Google has launched Dart 3, a major update to the programming language, and the accompanying Flutter 3.10 UI toolkit for mobile, web, and desktop applications, with design and macOS/iOS enhancements. In addition to sound null safety and new language features, Dart 3 previews WebAssembly (Wasm) compilation.
Updates to both Dart and Flutter were announced May 10. Installation instructions for Flutter can be found at docs.dev.flutter, and those for the Dart SDK at dart.dev. Dart 3, now available as a stable release, contains three improvements Google describes as major:
- 100% sound null safety, which avoids runtime errors from nulls, provides for smaller compiled output, and improves performance. Currently 99% of the 1,000 packages on the dev package manager for Dart support null safety.
- New language features supporting structured data with records, destructuring, and pattern matching, and abstract data types for modern programming.
- Class modifiers, a “power user” feature enabling package owners to better express the capabilities of APIs.
Dart’s builders have also been working on compiling Dart to the Wasm binary format, with the goals of bringing faster loading in the browser and improved performance to web applications.

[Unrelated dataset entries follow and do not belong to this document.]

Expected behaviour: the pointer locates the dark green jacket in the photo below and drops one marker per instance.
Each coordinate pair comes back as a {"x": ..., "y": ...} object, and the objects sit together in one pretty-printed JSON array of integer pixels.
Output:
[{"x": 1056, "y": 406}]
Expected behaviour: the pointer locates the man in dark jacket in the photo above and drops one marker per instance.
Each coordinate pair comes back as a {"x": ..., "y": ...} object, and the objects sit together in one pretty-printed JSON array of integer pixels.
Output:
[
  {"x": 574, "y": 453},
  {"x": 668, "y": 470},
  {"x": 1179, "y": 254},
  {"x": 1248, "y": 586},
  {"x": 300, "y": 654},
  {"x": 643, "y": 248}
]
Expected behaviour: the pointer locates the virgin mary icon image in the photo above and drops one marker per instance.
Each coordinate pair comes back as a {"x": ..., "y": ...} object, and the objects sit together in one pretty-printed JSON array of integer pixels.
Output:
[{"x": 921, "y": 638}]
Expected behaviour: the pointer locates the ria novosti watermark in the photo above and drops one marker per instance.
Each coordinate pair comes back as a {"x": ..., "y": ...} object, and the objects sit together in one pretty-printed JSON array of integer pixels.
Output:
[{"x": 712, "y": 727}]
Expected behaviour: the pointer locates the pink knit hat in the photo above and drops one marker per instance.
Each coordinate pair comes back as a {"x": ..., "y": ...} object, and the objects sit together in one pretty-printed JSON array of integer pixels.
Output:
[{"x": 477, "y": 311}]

Dart to Wasm compilation now is being previewed. To compile to Wasm, developers need a browser that supports WasmGC.
Also being worked on is Dart’s interoperability with Java and Kotlin on Android, and with Objective-C and Swift on macOS/iOS—akin to Dart’s existing interop with code compiling to C libraries. Dart once was once perceived as a possible JavaScript rival but moved away from that goal in the middle of the last decade.

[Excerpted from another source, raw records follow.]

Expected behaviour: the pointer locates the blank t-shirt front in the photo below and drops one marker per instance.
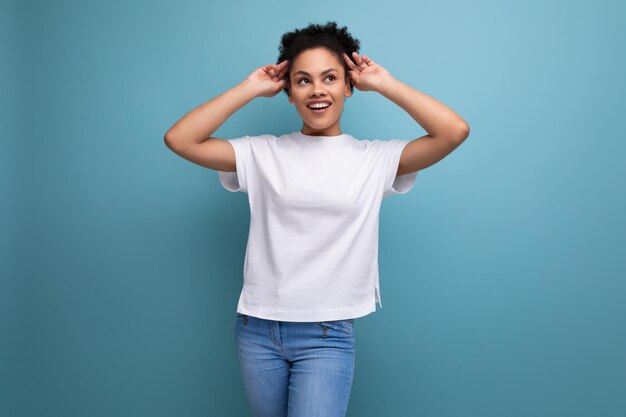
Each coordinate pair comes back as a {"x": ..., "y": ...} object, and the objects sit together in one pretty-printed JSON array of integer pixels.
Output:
[{"x": 312, "y": 252}]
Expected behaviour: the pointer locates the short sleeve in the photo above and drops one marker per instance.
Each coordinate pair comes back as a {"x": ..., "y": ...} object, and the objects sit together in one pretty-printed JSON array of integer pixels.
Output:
[
  {"x": 400, "y": 184},
  {"x": 237, "y": 181}
]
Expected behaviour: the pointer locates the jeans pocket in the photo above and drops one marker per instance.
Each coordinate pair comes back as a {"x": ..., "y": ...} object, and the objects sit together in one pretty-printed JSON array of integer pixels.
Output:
[{"x": 345, "y": 326}]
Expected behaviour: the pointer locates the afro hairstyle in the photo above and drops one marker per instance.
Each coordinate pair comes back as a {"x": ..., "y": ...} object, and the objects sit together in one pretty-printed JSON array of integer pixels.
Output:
[{"x": 329, "y": 36}]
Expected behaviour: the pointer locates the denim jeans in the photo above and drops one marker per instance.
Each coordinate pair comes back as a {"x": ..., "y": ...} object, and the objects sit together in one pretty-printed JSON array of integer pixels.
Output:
[{"x": 296, "y": 369}]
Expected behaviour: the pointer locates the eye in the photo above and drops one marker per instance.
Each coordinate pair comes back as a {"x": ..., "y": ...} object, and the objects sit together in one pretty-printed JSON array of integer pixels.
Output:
[{"x": 302, "y": 79}]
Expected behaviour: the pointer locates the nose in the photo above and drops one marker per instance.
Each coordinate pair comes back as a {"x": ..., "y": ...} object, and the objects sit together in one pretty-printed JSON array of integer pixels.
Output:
[{"x": 318, "y": 88}]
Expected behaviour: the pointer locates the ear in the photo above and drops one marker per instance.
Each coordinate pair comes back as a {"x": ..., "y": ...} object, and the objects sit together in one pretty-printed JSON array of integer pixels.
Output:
[{"x": 348, "y": 84}]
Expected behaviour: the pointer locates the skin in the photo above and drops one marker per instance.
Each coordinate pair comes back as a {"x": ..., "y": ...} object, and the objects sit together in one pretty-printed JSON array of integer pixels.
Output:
[
  {"x": 333, "y": 86},
  {"x": 191, "y": 137}
]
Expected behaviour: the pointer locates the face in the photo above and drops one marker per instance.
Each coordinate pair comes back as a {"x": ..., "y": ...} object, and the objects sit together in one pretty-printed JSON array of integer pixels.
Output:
[{"x": 310, "y": 82}]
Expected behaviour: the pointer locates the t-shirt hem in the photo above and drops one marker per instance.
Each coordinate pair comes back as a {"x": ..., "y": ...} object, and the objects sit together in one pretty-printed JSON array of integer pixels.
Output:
[{"x": 308, "y": 316}]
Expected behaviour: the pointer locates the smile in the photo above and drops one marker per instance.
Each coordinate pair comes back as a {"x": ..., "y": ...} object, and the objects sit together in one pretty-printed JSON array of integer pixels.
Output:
[{"x": 319, "y": 109}]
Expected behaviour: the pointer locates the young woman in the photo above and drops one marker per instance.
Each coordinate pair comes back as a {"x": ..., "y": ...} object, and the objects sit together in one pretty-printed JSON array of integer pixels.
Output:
[{"x": 311, "y": 262}]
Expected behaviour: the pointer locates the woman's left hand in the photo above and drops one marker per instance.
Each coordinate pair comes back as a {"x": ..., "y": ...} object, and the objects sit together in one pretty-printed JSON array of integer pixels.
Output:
[{"x": 366, "y": 75}]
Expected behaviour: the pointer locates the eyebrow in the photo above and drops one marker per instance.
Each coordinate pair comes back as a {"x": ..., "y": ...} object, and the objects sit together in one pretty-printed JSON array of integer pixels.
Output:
[{"x": 322, "y": 73}]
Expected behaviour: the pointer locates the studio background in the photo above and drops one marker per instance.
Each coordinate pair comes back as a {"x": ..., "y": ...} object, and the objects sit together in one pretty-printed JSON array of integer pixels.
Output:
[{"x": 502, "y": 270}]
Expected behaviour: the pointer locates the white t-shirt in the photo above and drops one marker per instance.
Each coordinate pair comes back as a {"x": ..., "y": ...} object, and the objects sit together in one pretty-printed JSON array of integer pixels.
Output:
[{"x": 312, "y": 252}]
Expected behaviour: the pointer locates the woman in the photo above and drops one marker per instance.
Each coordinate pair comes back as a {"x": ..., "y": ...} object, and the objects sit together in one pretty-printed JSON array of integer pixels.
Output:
[{"x": 311, "y": 262}]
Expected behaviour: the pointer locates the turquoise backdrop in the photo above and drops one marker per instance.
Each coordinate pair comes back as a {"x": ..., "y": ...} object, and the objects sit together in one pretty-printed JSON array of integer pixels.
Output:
[{"x": 502, "y": 271}]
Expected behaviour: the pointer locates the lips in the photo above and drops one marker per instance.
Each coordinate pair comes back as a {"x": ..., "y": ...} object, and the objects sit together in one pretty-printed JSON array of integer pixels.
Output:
[{"x": 322, "y": 110}]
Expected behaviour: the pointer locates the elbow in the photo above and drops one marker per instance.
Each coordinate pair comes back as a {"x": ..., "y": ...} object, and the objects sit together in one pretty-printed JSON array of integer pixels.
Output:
[
  {"x": 463, "y": 132},
  {"x": 168, "y": 140}
]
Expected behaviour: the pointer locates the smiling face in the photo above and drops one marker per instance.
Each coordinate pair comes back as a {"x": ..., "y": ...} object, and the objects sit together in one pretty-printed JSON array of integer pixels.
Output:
[{"x": 318, "y": 76}]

Flutter 3.10, meanwhile, brings improved support for the Material 3 widget toolkit, including support for Material 3 algorithmic color scheme generation, along with a number of improvements that make it easier to build macOS and iOS apps. The latter include the addition of spell-checking support in the editable text widget, a new check box widget, and support for wireless debugging. The Impeller renderer, in preview since Flutter 3.7, is now the default renderer on iOS, promising less jank and more consistent performance.

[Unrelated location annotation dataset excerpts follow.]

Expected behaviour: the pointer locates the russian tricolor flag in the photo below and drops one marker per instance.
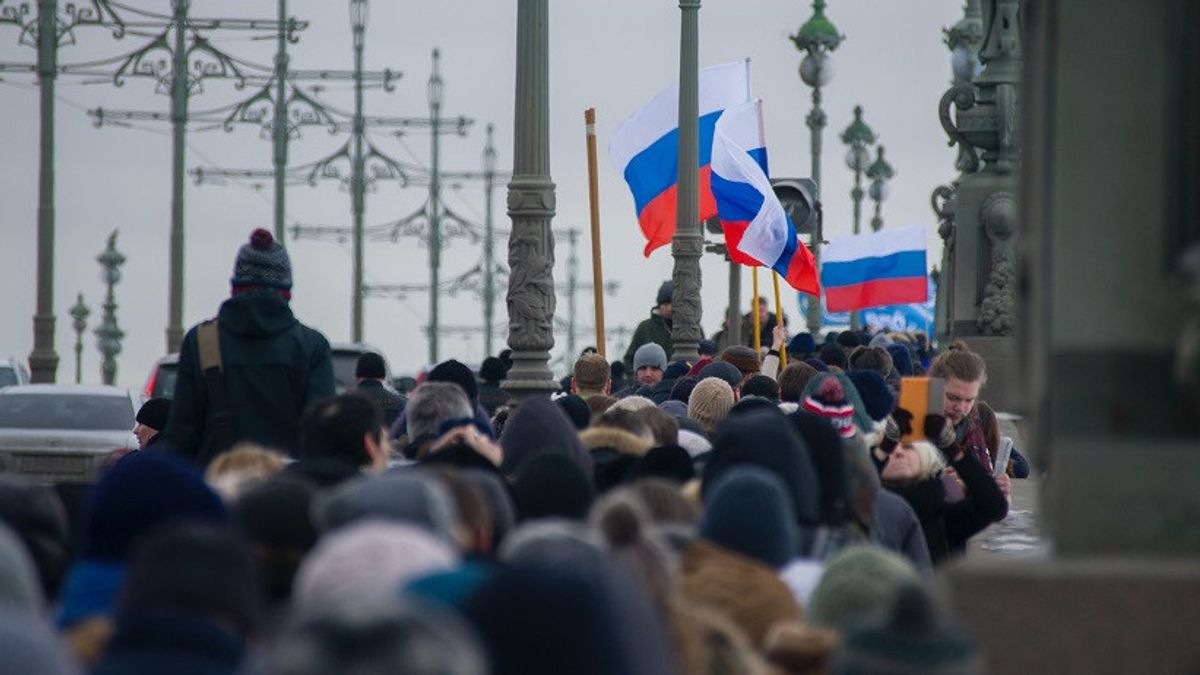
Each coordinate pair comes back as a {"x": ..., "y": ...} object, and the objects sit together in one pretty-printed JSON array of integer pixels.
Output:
[
  {"x": 757, "y": 231},
  {"x": 646, "y": 148},
  {"x": 869, "y": 270}
]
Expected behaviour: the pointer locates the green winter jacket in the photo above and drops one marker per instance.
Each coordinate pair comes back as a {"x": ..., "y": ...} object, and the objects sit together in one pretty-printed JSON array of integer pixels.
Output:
[
  {"x": 274, "y": 368},
  {"x": 654, "y": 329}
]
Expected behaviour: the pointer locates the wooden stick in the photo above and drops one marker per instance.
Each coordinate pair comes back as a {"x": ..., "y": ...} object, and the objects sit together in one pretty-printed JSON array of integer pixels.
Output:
[
  {"x": 589, "y": 120},
  {"x": 779, "y": 321},
  {"x": 754, "y": 311}
]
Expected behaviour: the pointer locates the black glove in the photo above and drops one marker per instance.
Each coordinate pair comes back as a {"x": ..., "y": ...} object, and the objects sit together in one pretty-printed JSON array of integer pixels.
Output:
[{"x": 941, "y": 432}]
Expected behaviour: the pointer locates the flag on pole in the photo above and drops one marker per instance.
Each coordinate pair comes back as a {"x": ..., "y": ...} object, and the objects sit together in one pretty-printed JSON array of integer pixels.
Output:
[
  {"x": 757, "y": 231},
  {"x": 868, "y": 270},
  {"x": 646, "y": 148}
]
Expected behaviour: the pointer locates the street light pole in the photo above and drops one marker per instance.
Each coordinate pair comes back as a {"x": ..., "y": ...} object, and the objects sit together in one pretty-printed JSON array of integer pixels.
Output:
[
  {"x": 436, "y": 90},
  {"x": 816, "y": 39},
  {"x": 880, "y": 172},
  {"x": 79, "y": 314},
  {"x": 358, "y": 28},
  {"x": 109, "y": 334},
  {"x": 688, "y": 244}
]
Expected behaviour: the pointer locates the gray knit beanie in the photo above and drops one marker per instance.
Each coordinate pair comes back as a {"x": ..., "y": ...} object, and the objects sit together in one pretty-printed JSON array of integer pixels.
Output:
[{"x": 262, "y": 262}]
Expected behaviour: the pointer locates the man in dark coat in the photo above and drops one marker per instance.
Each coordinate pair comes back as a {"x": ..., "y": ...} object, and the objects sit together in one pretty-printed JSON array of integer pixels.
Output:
[
  {"x": 371, "y": 371},
  {"x": 273, "y": 365},
  {"x": 657, "y": 328}
]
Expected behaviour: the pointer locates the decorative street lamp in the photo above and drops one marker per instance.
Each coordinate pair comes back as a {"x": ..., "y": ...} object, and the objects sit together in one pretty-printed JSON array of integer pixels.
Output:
[
  {"x": 109, "y": 333},
  {"x": 79, "y": 314},
  {"x": 816, "y": 39},
  {"x": 858, "y": 136},
  {"x": 880, "y": 172}
]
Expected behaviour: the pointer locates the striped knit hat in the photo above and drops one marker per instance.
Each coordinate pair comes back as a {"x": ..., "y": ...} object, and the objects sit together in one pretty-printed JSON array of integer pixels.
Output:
[
  {"x": 262, "y": 262},
  {"x": 828, "y": 400}
]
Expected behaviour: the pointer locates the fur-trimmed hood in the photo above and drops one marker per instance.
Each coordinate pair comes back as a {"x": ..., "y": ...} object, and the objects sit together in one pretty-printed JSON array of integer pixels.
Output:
[{"x": 623, "y": 442}]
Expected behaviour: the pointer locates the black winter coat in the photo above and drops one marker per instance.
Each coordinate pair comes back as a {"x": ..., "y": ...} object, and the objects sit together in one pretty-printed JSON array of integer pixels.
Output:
[
  {"x": 274, "y": 368},
  {"x": 949, "y": 525}
]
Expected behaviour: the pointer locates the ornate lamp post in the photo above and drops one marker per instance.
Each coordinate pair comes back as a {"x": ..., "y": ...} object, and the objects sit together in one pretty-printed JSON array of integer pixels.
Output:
[
  {"x": 109, "y": 333},
  {"x": 79, "y": 314},
  {"x": 858, "y": 136},
  {"x": 816, "y": 39},
  {"x": 880, "y": 172}
]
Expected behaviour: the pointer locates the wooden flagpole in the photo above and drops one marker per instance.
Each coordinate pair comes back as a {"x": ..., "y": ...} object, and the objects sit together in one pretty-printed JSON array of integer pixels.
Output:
[
  {"x": 754, "y": 311},
  {"x": 779, "y": 321},
  {"x": 589, "y": 120}
]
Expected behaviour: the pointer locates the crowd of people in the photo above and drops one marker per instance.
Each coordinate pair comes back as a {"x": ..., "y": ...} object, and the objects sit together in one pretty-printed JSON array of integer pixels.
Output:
[{"x": 730, "y": 514}]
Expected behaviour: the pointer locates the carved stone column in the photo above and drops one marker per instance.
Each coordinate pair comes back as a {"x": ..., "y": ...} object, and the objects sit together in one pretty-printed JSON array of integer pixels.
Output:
[
  {"x": 531, "y": 298},
  {"x": 689, "y": 243}
]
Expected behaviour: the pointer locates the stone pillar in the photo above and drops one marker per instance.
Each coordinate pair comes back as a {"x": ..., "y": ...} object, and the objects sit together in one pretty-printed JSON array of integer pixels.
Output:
[
  {"x": 1109, "y": 336},
  {"x": 531, "y": 298},
  {"x": 981, "y": 282},
  {"x": 689, "y": 242}
]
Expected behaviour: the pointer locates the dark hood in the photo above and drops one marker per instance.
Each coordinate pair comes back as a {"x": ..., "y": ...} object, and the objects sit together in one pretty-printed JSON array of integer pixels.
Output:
[
  {"x": 762, "y": 436},
  {"x": 259, "y": 312}
]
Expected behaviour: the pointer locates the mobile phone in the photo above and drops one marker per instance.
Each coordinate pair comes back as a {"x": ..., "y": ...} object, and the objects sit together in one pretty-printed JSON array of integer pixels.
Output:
[{"x": 921, "y": 396}]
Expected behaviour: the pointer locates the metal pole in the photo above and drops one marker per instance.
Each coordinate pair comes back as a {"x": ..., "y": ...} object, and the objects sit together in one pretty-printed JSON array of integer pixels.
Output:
[
  {"x": 357, "y": 175},
  {"x": 816, "y": 121},
  {"x": 531, "y": 297},
  {"x": 435, "y": 207},
  {"x": 689, "y": 243},
  {"x": 573, "y": 273},
  {"x": 280, "y": 123},
  {"x": 43, "y": 360},
  {"x": 733, "y": 316},
  {"x": 489, "y": 243},
  {"x": 179, "y": 156}
]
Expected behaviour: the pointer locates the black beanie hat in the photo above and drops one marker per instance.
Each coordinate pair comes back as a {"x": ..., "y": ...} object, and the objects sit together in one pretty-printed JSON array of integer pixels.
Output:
[
  {"x": 456, "y": 372},
  {"x": 196, "y": 569},
  {"x": 370, "y": 365},
  {"x": 262, "y": 262},
  {"x": 576, "y": 408},
  {"x": 154, "y": 413},
  {"x": 492, "y": 370},
  {"x": 876, "y": 395}
]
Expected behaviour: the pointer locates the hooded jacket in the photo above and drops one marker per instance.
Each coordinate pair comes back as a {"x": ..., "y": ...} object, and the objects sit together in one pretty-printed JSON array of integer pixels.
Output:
[{"x": 274, "y": 366}]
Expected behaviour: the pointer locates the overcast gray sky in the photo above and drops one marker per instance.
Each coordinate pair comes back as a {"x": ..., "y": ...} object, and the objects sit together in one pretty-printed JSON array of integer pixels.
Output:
[{"x": 612, "y": 55}]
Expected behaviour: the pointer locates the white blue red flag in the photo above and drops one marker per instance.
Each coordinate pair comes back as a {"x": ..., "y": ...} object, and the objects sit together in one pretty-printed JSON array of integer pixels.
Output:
[
  {"x": 757, "y": 231},
  {"x": 646, "y": 148},
  {"x": 869, "y": 270}
]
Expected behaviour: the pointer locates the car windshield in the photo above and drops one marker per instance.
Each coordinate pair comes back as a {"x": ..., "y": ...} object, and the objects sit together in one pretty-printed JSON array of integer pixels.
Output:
[
  {"x": 66, "y": 411},
  {"x": 165, "y": 381}
]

Also featured in Flutter 3.10 is a JNI bridge to Jetpack libraries written in Kotlin, enabling the calling of a new Jetpack library directly from Dart without needing an external plugin.
Google’s overarching goal for Flutter is to provide five core characteristics: beauty, providing control over every pixel on the screen; speed, powered by hardware-accelerated graphics; productivity, with workloads supported by hot reload and dev tools; portability, leveraging a single shared code base for multiple platforms; and universal availability, by being free and open source.